„Löse ein Problem, auch wenn es zunächst nicht lösbar erscheint“. Diese Position bezieht sich hier auf die schwierige Beantwortung der Frage, was Versorger zukünftig für die Aus- und Weiterbildung berücksichtigen müssen, ebenfalls auf die Erwartungen und Ansprüche von Praktikanten und Weiterzubildenden. Denn die Situation ist unübersichtlich. Der Fachbeitrag von Prof. Dr. habil. Wolfgang Hellmann wägt hier ab und gibt praktische Tipps für Versorger einerseits und Praktikanten und Weiterzubildende andererseits.
Ausgangssituation
Die momentane Situation der Versorger ist katastrophal. Personal- und Finanzmangel beeinträchtigen nicht nur massiv die Patientenversorgung, sie blockieren auch eine zielführendende Aus- und Weiterbildung, wenn auch diese bereits vor Corona nicht den notwendigen Erfordernissen entsprochen hat. Resultat ist, dass sich zum Beispiel in der Chirurgie kaum noch Nachfrage für Praktikanten- und Weiterbildungsplätze besteht. Die ausreichende Bereitstellung von Fachärzten und damit auch die Patientenversorgung ist damit in Frage gestellt.

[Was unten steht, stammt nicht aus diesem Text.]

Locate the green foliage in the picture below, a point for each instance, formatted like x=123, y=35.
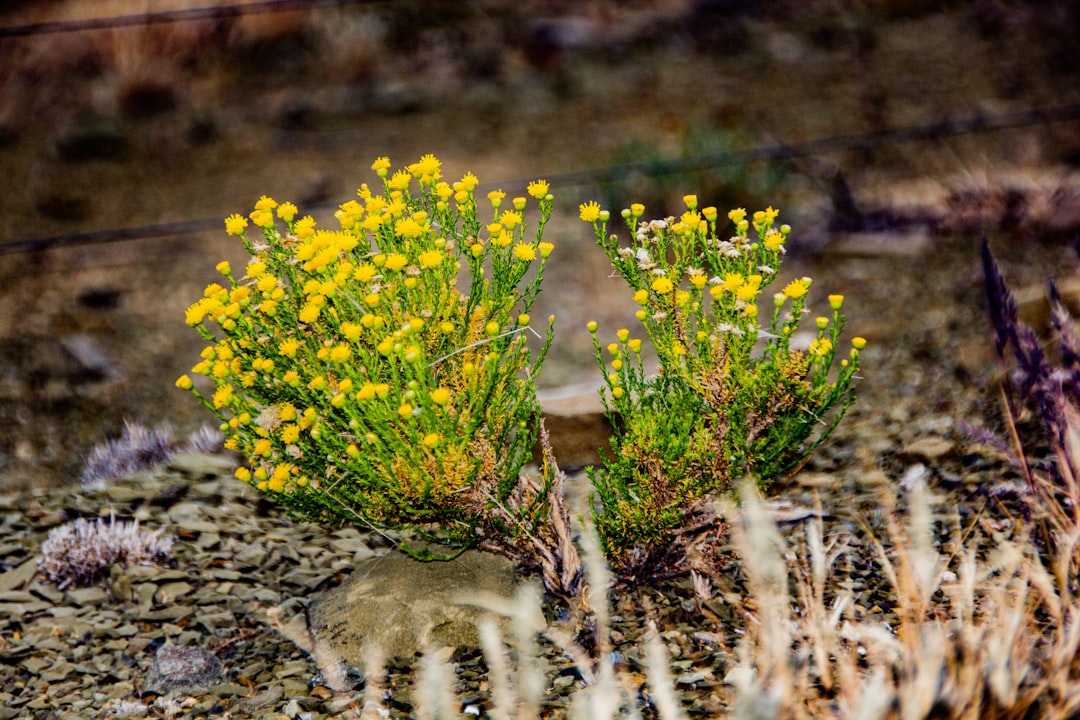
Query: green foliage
x=730, y=396
x=361, y=383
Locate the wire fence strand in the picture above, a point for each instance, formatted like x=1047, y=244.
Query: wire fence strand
x=186, y=15
x=777, y=151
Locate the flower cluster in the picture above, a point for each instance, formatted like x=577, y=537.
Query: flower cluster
x=731, y=396
x=355, y=377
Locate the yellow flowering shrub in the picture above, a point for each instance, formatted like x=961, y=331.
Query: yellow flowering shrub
x=355, y=377
x=731, y=397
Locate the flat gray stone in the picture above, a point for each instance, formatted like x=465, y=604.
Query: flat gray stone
x=402, y=606
x=183, y=669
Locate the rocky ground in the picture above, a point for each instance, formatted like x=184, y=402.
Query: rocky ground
x=95, y=335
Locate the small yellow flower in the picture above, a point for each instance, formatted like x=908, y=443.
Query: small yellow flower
x=431, y=258
x=469, y=182
x=797, y=287
x=380, y=166
x=266, y=203
x=365, y=272
x=746, y=293
x=538, y=189
x=396, y=261
x=223, y=395
x=510, y=219
x=590, y=212
x=662, y=285
x=286, y=212
x=400, y=180
x=289, y=434
x=408, y=228
x=773, y=241
x=525, y=252
x=427, y=168
x=261, y=218
x=235, y=223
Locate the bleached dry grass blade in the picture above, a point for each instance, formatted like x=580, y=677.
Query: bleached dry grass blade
x=660, y=680
x=433, y=688
x=374, y=668
x=498, y=670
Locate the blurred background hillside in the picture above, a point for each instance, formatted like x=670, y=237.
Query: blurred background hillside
x=885, y=130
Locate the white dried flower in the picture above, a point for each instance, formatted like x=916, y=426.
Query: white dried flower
x=136, y=449
x=81, y=552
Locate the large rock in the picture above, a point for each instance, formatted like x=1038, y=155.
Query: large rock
x=403, y=606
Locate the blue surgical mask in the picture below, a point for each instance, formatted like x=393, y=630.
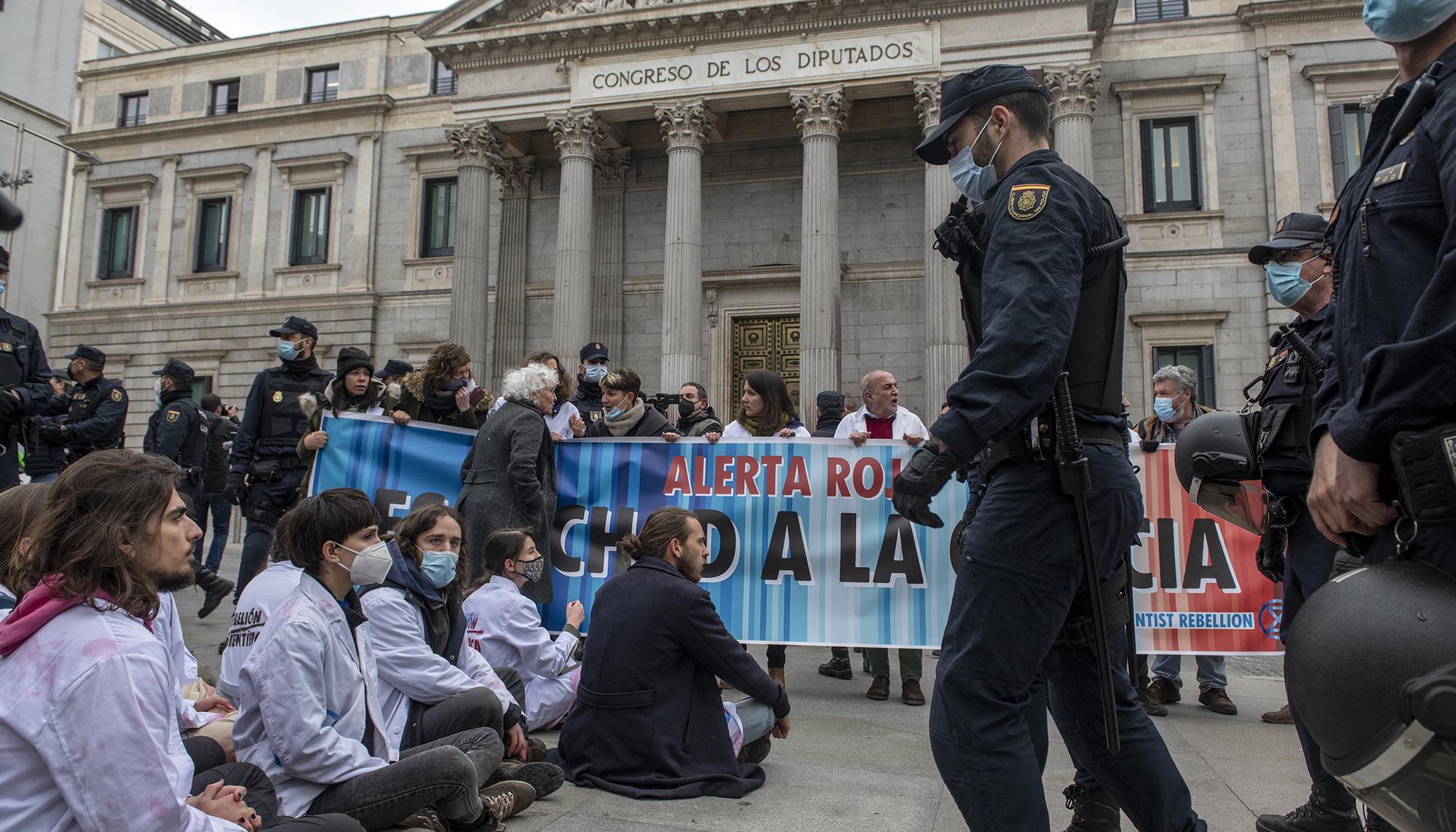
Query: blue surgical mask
x=972, y=179
x=1285, y=282
x=1404, y=20
x=439, y=568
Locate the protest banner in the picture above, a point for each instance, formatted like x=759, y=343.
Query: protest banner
x=804, y=544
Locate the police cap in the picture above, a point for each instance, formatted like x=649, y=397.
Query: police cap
x=1294, y=231
x=90, y=354
x=966, y=90
x=296, y=325
x=177, y=370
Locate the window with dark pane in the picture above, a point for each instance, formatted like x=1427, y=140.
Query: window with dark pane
x=324, y=84
x=442, y=80
x=225, y=98
x=133, y=109
x=311, y=227
x=1199, y=358
x=1171, y=165
x=119, y=243
x=438, y=229
x=212, y=234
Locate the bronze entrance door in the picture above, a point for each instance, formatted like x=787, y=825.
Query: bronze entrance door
x=764, y=342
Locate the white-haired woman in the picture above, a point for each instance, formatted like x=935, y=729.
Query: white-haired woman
x=509, y=479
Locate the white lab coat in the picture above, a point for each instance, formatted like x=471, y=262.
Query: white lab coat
x=260, y=598
x=736, y=431
x=88, y=731
x=410, y=670
x=503, y=625
x=906, y=422
x=305, y=690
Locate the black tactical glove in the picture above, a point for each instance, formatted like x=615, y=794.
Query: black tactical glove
x=930, y=469
x=237, y=488
x=1270, y=556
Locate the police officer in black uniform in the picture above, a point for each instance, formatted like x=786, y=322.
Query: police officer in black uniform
x=95, y=418
x=25, y=381
x=178, y=431
x=1043, y=282
x=1298, y=274
x=264, y=467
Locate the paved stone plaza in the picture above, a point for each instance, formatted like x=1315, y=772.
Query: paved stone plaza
x=854, y=766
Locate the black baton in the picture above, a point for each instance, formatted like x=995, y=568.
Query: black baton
x=1077, y=482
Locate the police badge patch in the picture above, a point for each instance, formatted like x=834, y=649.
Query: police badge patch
x=1027, y=201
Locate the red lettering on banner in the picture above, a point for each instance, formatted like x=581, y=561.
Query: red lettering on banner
x=877, y=478
x=745, y=472
x=799, y=479
x=838, y=473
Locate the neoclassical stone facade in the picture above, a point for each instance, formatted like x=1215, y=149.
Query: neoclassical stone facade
x=707, y=186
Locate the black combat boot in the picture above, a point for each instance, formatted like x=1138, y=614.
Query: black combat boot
x=1330, y=809
x=216, y=588
x=1093, y=811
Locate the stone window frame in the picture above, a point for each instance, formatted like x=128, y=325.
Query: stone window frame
x=1343, y=83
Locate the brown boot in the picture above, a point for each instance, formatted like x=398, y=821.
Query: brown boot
x=911, y=693
x=879, y=690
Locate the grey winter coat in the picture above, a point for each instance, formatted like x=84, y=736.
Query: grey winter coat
x=510, y=482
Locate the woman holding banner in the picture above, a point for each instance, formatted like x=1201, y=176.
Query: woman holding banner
x=509, y=479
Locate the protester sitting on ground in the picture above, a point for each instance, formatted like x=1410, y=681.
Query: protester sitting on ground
x=649, y=721
x=564, y=419
x=442, y=393
x=88, y=728
x=627, y=413
x=312, y=703
x=353, y=390
x=432, y=683
x=505, y=626
x=510, y=473
x=20, y=507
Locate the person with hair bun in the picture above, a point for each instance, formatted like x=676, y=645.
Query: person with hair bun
x=649, y=721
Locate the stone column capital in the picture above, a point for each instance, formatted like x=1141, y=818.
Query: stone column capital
x=576, y=132
x=820, y=111
x=612, y=169
x=515, y=175
x=474, y=143
x=928, y=102
x=1074, y=90
x=687, y=124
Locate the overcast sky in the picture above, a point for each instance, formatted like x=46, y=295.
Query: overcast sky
x=256, y=16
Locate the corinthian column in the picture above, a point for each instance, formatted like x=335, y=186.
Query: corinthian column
x=820, y=114
x=579, y=135
x=475, y=146
x=946, y=354
x=687, y=125
x=1074, y=98
x=510, y=278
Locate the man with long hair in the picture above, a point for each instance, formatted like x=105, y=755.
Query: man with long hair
x=87, y=689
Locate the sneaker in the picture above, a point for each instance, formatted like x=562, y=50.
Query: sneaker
x=838, y=670
x=1218, y=702
x=544, y=777
x=1166, y=692
x=507, y=799
x=1281, y=718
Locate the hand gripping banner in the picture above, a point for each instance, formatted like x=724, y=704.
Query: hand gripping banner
x=804, y=544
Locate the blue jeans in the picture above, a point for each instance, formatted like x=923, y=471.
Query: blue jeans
x=1214, y=671
x=1020, y=574
x=222, y=518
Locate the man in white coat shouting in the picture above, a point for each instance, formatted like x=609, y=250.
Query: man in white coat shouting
x=88, y=721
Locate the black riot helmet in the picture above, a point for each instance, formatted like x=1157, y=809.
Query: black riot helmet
x=1372, y=674
x=1219, y=469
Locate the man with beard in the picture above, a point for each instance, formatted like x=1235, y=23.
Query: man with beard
x=656, y=652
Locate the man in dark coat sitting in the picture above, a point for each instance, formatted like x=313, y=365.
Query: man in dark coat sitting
x=649, y=721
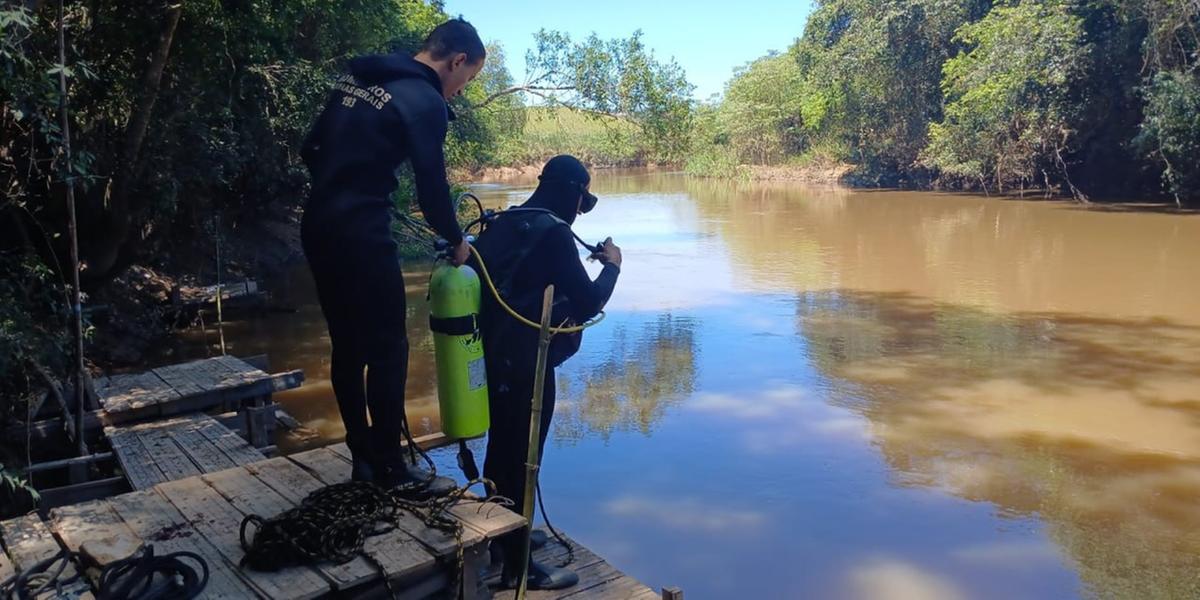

Was zu tun ist und was den Versorgern geraten werden kann
Antworten können nicht einseitig erfolgen, sie müssen vielmehr (alternativ) berücksichtigen:
- den derzeitigen (Ist-) Zustand der Versorgungssituation Dieser lässt sich kennzeichnen durch ein Versorgerspektrum, das einschließt Universitätskliniken, eine inzwischen bereits reduzierte Zahl von Krankenhäusern (Schließung und Insolvenzen) und zunehmende Leistungserweiterungen im ambulanten Bereich, vor allem durch eine zunehmende Zahl von Medizinischen Versorgungszentren (MVZ), aber auch durch Gesundheitszentren mit ambulanten und stationären Leistungserbringern.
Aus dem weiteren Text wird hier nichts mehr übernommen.